Avverso tale sentenza, il ministero dell'Economia e delle Finanze e l'agenzia delle Entrate proponevano ricorso per cassazione, sostenendo, tra l'altro, che l'avviso di accertamento integrativo era un atto autonomo e distinto, avente una propria materia e in possesso di tutti i requisiti di cui all'articolo 42 del Dpr n. 600 del 1973.

La decisione
I giudici di legittimità, nell'accogliere le censure dell' Amministrazione finanziaria, hanno evidenziato come la sentenza impugnata si basasse su un errore di prospettiva, là dove compiva "un'indebita contaminatio tra i principi che regolano la correzione di vizi degli atti, nell'ambito del doveroso esercizio del potere impositivo, e il divieto, posto dall'art. 43, comma 3, del D.P.R. 29 settembre 1973, n. 600 di modificazione o integrazione dell'accertamento sulla base degli stessi elementi in possesso dell'ufficio".

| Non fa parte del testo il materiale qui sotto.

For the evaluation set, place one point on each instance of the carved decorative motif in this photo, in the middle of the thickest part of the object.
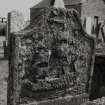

Nel caso di specie, l'atto impugnato non costituiva una mera integrazione di quello precedentemente annullato in via giurisdizionale, ma, prosegue la Corte "esercizio dell'ordinario - e doveroso - potere di accertamento, in relazione a redditi diversi da quelli precedentemente accertati, in ottemperanza ad una pronuncia giurisdizionale di annullamento".
L'atto impugnato nel presente processo - nella parte in cui venivano indicate le aliquote applicate - poteva ricondursi, infatti, al "generale potere di autotutela dell' Amministrazione", pur considerando che, nella specie, l'ufficio non era di fronte alla scelta discrezionale insita in tale potere, stante il dovere di ottemperanza al giudicato di annullamento.

Infine, i giudici hanno sottolineato che, trattandosi di originario esercizio del potere di accertamento, si doveva considerare del tutto improprio il riferimento all'ipotesi di accertamento integrativo, regolato dall'articolo 43, comma 3, del Dpr n. 600/1973. Quest'ultimo, infatti, concerne soltanto i casi in cui i due atti si integrano tra loro, giungendosi all'aumento del reddito imponibile, e la sua emanazione può avvenire soltanto sulla base di nuovi elementi, e non su una diversa e più approfondita valutazione di quelli che già erano in possesso dell'ufficio.

Conclusioni
La Cassazione, a sostegno dell'interpretazione accolta, ha richiamato un orientamento della giurisprudenza del Consiglio di Stato (decisone n. 1233 del 1° ottobre 1999), in base al quale è legittimo l'esercizio del potere di autotutela anche nei confronti di atti annullati in sede giurisdizionale, attraverso la modificazione di presupposti di fatto e la rimozione e integrazione delle parti oggetto della statuizione di illegittimità.
Il collegio ha chiarito che, nel caso di specie, l'ufficio non si era limitato a integrare le parti dell'accertamento che davano luogo a invalidità, avendo esercitato, con le forme e nei modi stabiliti, il proprio potere di accertamento. Tale potere non si era consumato attraverso l'emanazione degli atti annullati, in ottemperanza alla pronuncia di annullamento. Si era trattato, in realtà, di un atto doveroso, costituente esercizio del potere impositivo che, nell'ordinamento fiscale, non può avere carattere discrezionale.

Con il suo intervento, la Corte, da un lato ha ribadito che il potere di accertamento integrativo, ex articolo 43, comma 3, del Dpr n. 600 del 1973, può avvenire soltanto sulla base di nuovi elementi e sussiste quando i due atti si integrano tra di loro, giungendo all'aumento del reddito. Dall'altro, ha riconosciuto l'esercizio ex novo del potere di accertamento in capo all'ufficio anche in caso di sentenza di annullamento del primo avviso di accertamento.